The importance of including parents in the successful management of pain is highlighted in the AAO-HNS guidelines, in which a number of recommendations are provided to caregivers on helping to manage pain in their children (see “Parent Education: Post-Tonsillectomy Pain Management Guidelines for Caregivers,” p. 26).
Explore this issue:September 2012
Dr. Tunkel emphasized that parents often do not provide adequate pain medication to their children despite rating their children’s pain as very high, furthering the need for clear communication from otolaryngologists and other physicians regarding the importance of compliance with the prescribed pain medications.
The Bottom Line
Adequate pain control in children after tonsillectomy is critical to ensure proper hydration and a return to normal eating after surgery. The once well-established use of acetaminophen and codeine has come under scrutiny following an increasing number of codeine-related fatalities in young children undergoing tonsillectomy. Until a good way to screen children who are at risk of opioid-related complications is available, many physicians recommend against the use of narcotics in young children—particularly those undergoing tonsillectomy for sleep apnea.
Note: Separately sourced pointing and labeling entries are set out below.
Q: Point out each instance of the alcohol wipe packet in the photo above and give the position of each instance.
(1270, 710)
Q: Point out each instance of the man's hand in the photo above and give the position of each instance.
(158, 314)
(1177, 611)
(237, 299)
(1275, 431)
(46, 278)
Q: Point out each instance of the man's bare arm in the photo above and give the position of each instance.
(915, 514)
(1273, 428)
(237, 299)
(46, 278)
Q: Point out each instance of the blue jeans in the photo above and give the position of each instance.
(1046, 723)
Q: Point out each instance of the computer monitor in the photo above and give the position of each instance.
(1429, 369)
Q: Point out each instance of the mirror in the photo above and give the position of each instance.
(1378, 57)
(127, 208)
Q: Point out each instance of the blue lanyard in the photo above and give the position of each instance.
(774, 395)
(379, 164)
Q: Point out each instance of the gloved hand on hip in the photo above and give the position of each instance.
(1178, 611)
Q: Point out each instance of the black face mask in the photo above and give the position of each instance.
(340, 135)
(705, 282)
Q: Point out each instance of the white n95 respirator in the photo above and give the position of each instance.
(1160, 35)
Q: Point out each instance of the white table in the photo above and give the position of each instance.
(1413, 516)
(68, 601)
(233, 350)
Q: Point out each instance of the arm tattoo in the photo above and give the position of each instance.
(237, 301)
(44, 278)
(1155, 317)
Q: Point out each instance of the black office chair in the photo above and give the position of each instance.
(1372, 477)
Alternative strategies using around-the-clock dosing of acetaminophen and ibuprofen have shown good results without the risks of opioids or increased bleeding risk with ibuprofen. Although this approach to pain management is not yet an established evidence-based strategy, it has received endorsement by the AAO-HNS as a viable option. Along with choosing the safest and most effective pain analgesic, compliance with safe pain medications is also critical, and parents must be educated on the importance of adequate pain control for their children.